Integration is not merely moulding people perceived to be as ‘alien’ to fit into normative notions of native, host culture – this is forced assimilation. Whilst I very much enjoy being influenced by British culture and performing some stereotypical British acts, I don’t believe this is what should qualify as being fully-integrated. I think a part of it should be an interest in the host culture, but this should be one of inter-cultural exchange. I do understand that when I moved to Germany, the UK and finally Belgium, I didn’t want to ignore the local heritage and hide out in my room eating pasta just the way I like it. But like I opened my doors to new cultural influences, so the national host culture should open its doors to the myriad of cultural communities that influence it.
Integration isn’t a one-way street integrating aliens, nor a two way street of a dialogue between minority and majority communities – but a multilateral process in recognising cultural plurality and the diverse richness that this brings. Integration is about cracking open fixed notions of what it is to be British, German, Romanian, Spanish or European. It’s about creating these as fluid categories that change alongside the changing demographic and cultural composition of the country – allowing for hybridity of identity and experience accordingly.

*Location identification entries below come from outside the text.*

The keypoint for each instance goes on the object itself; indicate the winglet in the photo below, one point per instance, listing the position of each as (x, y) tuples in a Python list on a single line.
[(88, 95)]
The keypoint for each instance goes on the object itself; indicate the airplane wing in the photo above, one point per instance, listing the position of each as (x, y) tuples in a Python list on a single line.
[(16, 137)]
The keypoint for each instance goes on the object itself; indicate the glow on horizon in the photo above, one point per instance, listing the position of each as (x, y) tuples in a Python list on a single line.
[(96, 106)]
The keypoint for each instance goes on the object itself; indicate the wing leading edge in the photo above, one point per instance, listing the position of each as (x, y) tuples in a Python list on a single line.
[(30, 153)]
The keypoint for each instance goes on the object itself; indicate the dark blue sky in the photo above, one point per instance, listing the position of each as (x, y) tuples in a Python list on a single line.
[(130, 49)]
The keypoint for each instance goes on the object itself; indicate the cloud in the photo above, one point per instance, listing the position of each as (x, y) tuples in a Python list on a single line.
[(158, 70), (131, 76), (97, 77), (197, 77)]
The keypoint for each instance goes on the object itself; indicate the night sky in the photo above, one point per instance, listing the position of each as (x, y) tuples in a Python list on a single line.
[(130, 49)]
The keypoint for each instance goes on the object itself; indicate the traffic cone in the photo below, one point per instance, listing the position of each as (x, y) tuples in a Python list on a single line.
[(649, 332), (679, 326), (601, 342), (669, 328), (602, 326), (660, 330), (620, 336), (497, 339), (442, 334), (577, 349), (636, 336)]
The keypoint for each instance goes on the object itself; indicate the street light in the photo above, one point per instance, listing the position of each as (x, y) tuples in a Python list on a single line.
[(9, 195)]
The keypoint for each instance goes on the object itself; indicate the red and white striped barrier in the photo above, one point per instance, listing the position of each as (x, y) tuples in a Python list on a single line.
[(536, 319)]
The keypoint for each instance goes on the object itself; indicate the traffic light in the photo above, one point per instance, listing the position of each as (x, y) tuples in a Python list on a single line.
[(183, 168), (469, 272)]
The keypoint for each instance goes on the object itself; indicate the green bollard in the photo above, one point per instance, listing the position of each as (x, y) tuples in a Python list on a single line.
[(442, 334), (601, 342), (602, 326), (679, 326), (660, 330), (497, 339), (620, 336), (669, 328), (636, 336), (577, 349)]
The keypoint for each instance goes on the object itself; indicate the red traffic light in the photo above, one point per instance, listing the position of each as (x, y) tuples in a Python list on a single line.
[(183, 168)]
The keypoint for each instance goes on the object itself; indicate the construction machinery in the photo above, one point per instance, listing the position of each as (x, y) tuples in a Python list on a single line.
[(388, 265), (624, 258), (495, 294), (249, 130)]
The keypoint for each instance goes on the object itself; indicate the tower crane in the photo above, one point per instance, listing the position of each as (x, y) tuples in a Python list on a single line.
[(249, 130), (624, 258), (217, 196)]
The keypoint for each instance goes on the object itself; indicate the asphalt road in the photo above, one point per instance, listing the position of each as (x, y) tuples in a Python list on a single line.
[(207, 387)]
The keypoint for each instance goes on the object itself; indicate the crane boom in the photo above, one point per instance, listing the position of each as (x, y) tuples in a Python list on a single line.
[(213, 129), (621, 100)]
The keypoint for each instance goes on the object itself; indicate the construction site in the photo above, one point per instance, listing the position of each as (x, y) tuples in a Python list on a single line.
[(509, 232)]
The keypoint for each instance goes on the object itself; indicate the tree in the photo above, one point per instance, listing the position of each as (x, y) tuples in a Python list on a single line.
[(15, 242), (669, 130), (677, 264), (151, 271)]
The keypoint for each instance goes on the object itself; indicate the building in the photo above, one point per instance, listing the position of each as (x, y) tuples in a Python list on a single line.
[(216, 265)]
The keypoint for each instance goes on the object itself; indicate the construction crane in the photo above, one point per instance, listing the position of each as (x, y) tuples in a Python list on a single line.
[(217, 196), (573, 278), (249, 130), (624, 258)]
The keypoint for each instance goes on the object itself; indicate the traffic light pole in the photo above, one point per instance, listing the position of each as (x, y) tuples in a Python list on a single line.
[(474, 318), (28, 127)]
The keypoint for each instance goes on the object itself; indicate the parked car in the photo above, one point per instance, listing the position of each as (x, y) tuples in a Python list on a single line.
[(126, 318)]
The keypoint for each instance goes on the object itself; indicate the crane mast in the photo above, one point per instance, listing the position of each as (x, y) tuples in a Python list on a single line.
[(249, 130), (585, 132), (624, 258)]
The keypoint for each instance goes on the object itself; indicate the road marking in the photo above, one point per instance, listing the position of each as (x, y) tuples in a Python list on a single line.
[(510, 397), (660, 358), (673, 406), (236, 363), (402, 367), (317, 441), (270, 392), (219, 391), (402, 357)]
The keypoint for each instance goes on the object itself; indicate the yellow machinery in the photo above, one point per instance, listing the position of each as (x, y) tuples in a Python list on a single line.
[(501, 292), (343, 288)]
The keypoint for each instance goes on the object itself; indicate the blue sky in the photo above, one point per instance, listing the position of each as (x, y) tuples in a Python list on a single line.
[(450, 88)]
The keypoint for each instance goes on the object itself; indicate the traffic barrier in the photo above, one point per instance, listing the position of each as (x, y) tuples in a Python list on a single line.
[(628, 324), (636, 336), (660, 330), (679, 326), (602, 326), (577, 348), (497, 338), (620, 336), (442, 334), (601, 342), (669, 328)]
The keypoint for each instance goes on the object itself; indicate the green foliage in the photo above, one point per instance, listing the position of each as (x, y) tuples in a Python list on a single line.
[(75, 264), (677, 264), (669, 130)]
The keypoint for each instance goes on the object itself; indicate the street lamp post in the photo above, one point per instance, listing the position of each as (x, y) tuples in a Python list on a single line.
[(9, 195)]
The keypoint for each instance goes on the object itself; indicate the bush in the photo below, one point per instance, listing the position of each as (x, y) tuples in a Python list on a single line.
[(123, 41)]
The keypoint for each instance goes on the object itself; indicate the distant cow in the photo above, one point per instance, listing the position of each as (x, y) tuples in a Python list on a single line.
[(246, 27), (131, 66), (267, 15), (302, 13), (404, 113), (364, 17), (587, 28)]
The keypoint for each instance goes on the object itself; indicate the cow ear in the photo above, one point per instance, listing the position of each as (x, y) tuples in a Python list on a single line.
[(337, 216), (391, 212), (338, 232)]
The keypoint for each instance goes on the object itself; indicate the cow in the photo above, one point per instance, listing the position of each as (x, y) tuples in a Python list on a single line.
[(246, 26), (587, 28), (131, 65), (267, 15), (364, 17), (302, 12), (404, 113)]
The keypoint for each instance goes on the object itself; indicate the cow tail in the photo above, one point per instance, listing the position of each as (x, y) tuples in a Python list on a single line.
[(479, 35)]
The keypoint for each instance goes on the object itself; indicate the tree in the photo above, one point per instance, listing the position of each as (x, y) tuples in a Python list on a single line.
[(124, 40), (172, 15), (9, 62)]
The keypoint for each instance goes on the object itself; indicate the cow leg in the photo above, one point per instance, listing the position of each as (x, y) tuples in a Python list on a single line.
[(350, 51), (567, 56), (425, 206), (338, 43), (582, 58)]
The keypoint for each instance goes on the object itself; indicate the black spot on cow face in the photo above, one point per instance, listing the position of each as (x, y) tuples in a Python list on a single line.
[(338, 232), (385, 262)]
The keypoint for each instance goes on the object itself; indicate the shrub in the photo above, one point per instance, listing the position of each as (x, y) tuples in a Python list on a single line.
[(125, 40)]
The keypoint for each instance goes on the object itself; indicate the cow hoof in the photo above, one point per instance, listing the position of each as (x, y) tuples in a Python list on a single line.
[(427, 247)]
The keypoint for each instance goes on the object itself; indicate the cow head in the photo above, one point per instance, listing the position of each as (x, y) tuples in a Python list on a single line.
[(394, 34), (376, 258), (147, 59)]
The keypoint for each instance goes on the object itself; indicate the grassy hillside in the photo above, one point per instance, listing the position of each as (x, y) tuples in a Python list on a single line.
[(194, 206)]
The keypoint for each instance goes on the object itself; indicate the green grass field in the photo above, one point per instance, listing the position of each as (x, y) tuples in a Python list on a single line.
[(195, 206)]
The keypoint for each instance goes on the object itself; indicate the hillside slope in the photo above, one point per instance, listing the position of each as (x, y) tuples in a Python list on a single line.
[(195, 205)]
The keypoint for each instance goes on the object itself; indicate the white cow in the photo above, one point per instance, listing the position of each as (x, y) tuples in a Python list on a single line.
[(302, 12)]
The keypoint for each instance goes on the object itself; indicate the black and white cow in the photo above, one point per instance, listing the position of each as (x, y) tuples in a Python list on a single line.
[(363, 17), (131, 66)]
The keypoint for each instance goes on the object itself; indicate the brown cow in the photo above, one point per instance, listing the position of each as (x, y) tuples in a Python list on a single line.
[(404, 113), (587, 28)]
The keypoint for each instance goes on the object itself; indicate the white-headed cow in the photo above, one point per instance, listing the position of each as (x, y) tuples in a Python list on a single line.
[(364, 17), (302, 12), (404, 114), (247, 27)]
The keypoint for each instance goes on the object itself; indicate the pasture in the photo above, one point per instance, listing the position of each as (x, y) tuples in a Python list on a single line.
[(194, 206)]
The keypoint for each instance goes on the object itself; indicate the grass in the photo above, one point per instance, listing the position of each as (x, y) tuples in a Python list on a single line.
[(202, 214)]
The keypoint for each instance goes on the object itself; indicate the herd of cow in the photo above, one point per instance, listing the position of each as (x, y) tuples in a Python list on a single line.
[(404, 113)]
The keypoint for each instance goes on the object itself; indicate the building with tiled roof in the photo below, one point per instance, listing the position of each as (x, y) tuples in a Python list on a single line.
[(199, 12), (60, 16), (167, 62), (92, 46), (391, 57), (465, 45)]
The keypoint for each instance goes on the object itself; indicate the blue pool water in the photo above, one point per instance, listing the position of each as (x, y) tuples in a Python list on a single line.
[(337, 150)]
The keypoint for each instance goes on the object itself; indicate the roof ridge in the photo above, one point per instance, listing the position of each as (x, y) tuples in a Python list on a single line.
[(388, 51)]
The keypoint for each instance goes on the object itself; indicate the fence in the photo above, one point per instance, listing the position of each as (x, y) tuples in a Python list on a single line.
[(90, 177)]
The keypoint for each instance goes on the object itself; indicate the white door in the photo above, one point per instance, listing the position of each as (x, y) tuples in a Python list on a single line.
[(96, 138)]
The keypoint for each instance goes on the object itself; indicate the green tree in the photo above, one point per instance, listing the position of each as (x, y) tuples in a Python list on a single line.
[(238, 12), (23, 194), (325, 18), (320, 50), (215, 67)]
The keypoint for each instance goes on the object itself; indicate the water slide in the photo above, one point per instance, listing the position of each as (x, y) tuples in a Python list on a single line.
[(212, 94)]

Integration is not merely moulding people perceived to be as ‘alien’ to fit into normative notions of native, host culture – this is forced assimilation
Most importantly, integration is not an other-worldly entity to be imposed on our society by the government, EU or international bodies. Integration can very much begin with you. Important integration policies that we need the government for are those that work to provide minority and migrant communities, who suffer from the hurdles of linguistic difficulties, culturally translating skills, translating qualifications to make them valid and most importantly xenophobic and racist prejudice. Yet, integration is also something you can practice in your everyday life. It’s easy to hurl words that our societies are torn apart, we are divided and government is not promoting a socially cohesive society. I mean you’d be right, but integration starts with you. Reach out to alienated, vulnerable members of your community – a smile, a greeting and a few words with respect and dignity go a long way. Attend events in your local community – hell, even organise them if you feel inspired enough. Engage and most importantly send the message: you belong.
The story of the Korean migrant rang so true to me, also because it mirrors a similar experience of mine, having moved to Germany at the age of 5 and taking a test in English for my school – speaking neither German or English. The powerlessness and frustration that is felt in these moments are feelings that we need to remember in these times where integration is something we wish to impose, and eulogise. This was one of many experiences, others include being asked where my father’s pizzeria was or if I liked Berlusconi at the age of 5 at the dentist, constantly being asked why my accent sounds the way it does (with copious guesses as to where I could possibly be from). Let’s not try and see this world through a national lens, but rather celebrate the cultural plurality and diversity that comes with migration. And I think then, when we understand that nobody is condemned to not belong, can we finally get a taste of what integration is.